Вспомнив, как утром, в самом начале нашей связи, Астрид рисовала мое лицо карандашом, я пошел и, потратив все свои деньги, купил краски и холст в тщетной надежде, что она станет выплескивать свою жгучую боль на чистый холст, а не на меня.

Когда я развернул подарок, она заплакала, невольно улыбнулась и, устроившись у окна, начала рисовать.

Это открыло нечто новое.

Каждая картина — изображение ада. Она знала много видов ада и написала их все. Но ад — это только лицо, и она рисовала лицо. Одно-единственное. Ужасное лицо. Она изобразила его много раз.

— Чье это лицо? — спросил я сегодня.

— Ничье. Просто лицо. Я не знаю.

— Вижу, что лицо. — Я понимал, что это было лицо, — ведь не спросил же, чья это рука?
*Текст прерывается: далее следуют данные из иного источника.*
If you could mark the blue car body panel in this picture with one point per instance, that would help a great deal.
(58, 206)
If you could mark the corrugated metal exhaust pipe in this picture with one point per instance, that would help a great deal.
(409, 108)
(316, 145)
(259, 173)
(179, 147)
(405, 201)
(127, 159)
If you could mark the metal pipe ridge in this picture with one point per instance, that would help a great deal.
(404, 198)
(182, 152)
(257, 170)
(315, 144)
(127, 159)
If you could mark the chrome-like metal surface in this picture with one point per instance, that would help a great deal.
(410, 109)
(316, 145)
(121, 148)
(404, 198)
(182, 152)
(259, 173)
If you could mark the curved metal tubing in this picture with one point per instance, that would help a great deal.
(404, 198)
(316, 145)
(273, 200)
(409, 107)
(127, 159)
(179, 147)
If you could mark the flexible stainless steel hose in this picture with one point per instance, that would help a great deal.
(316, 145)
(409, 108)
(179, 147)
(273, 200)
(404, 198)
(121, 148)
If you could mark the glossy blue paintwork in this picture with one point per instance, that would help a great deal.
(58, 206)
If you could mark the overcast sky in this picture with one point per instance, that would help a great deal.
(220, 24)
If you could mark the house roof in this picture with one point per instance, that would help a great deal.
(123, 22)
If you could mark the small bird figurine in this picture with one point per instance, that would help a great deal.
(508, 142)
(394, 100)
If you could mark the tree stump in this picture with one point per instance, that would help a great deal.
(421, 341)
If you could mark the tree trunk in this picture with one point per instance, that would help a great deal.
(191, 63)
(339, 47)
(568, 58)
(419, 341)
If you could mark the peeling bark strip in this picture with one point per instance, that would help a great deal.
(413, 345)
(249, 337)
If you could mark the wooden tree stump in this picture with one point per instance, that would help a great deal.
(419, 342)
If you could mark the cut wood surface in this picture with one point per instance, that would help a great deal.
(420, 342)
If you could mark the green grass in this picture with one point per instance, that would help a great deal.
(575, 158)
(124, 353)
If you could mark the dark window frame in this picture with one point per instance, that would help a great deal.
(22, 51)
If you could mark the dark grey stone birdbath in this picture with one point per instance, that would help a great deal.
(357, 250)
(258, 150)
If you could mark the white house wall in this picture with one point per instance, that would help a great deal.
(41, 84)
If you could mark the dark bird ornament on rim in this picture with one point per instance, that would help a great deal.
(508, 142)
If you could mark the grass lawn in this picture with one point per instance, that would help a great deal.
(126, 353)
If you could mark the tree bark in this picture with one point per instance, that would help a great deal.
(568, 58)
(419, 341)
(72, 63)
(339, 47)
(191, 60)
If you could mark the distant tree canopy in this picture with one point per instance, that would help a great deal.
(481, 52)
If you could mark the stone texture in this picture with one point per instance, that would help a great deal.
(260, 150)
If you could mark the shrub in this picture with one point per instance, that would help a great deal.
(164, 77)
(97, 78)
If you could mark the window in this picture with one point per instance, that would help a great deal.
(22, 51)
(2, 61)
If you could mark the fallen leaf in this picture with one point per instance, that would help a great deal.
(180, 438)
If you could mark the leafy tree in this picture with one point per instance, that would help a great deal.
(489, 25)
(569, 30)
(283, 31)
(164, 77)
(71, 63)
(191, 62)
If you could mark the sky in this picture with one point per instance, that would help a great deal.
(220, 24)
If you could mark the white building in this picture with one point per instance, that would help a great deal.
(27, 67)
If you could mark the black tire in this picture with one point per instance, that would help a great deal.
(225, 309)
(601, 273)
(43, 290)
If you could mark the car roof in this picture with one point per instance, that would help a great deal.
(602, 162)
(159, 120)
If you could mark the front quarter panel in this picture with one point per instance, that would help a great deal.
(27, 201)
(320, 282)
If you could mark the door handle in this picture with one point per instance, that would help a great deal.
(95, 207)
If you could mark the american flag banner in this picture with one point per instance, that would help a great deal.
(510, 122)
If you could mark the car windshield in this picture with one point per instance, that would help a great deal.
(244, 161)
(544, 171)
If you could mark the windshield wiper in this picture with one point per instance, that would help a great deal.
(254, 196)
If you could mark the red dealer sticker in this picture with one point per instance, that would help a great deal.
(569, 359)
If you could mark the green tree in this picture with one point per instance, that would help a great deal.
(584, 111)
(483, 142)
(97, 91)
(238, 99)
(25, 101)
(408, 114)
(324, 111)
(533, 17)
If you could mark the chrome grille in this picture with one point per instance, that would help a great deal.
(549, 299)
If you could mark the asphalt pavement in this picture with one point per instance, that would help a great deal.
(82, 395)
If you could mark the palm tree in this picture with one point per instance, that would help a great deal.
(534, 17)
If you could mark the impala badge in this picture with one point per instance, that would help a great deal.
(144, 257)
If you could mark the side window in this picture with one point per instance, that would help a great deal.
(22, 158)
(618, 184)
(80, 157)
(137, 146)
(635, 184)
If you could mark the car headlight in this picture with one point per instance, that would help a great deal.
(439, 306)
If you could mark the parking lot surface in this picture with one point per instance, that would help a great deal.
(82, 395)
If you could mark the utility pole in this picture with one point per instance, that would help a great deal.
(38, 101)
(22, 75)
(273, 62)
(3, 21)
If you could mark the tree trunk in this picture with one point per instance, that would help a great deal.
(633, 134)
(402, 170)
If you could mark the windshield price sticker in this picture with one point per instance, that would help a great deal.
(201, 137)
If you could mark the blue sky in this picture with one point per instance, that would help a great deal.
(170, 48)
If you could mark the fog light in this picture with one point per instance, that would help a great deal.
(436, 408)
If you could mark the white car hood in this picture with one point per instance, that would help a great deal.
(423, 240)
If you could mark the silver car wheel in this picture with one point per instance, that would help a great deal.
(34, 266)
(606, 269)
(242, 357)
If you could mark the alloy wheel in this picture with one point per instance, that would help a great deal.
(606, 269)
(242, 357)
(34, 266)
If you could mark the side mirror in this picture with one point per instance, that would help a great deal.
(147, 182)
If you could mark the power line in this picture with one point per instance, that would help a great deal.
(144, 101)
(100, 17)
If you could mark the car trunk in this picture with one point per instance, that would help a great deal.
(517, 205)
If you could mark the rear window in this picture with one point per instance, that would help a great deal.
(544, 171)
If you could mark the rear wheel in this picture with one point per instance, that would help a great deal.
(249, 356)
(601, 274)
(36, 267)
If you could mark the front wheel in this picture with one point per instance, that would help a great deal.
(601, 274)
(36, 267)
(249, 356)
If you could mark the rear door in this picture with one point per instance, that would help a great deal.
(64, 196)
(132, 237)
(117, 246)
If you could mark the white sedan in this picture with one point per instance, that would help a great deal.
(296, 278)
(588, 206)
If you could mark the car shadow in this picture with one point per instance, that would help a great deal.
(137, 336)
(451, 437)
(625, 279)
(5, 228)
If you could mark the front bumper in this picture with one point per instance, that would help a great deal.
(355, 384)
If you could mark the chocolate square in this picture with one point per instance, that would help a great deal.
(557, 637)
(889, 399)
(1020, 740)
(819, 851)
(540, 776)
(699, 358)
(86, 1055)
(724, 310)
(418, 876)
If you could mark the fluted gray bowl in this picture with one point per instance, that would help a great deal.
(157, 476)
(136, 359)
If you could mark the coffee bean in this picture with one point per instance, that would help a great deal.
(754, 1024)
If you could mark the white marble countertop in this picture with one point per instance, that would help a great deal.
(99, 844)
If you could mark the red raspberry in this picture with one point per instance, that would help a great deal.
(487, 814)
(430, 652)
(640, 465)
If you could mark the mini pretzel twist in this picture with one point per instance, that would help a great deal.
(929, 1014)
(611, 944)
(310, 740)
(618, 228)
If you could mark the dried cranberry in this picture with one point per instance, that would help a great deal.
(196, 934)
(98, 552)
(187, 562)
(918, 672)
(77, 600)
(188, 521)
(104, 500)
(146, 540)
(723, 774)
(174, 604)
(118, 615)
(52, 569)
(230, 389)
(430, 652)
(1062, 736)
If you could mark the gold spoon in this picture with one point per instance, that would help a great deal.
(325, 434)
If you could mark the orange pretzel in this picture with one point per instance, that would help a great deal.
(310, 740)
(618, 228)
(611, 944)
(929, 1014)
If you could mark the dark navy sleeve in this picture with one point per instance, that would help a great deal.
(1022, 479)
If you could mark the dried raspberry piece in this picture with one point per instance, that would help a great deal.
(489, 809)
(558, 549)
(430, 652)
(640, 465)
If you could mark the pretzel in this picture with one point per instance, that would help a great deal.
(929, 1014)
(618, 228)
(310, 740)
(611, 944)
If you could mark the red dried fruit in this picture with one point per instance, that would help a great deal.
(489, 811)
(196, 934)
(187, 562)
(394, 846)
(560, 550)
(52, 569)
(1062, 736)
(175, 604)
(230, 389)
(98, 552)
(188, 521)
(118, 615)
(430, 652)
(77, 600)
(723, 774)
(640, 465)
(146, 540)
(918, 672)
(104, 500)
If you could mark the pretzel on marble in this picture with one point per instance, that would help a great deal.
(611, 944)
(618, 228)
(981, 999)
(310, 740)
— Я плохой художник, — сказала Астрид.

— Мне кажется, у тебя хорошо получается.

Но меня интересовало не это — мне хотелось знать, кому принадлежит это лицо.

— Я нарисовала его. Значит, оно принадлежит мне.

Вот так. С ней невозможно было разговаривать как с нормальным человеком. Приходилось изворачиваться.

— Я видел это лицо, — сказал я и добавил, что знаю этого человека.

— Это не человек. Не из этого мира, — ответила Астрид, и мои подозрения превратились в уверенность: эта женщина не в своем уме.

Размер холста всегда небольшой, сюжет всегда один и тот же, только цвета разные: коричневый, черный, приглушенно красный. Я угадывал в нарисованном портрете ее безумие.

Потом я стал изучать лицо в надежде, что, подверженная галлюцинациям, Астрид невольно оставляет на холсте следы собственного подсознания. Не исключено, что рисунки — сделанные со вкусом символические карты, которые приведут в глубины нездоровой психики. Мой взгляд скользил по холстам, анатомировал их при слабом свете лампы. Но я ничего не заметил, кроме ее страха перед этим лицом, который вскоре стал и моим страхом. Лицо в самом деле ужасное.

 

Вчера

 

Какие бы религиозные чувства ни таились в ее существе, они пробуждались в ее рисунках. Иногда процесс письма настолько ее поглощал, что она восклицала: «Прости меня, Боже!», затем тихонько с Ним разговаривала, но при этом делала долгие паузы, во время которых Он, видимо, ей отвечал. Когда сегодня она попросила: «Прости меня, Боже!», я сыграл Его роль и ответил: «Хорошо. Ты прощена. А теперь заткнись».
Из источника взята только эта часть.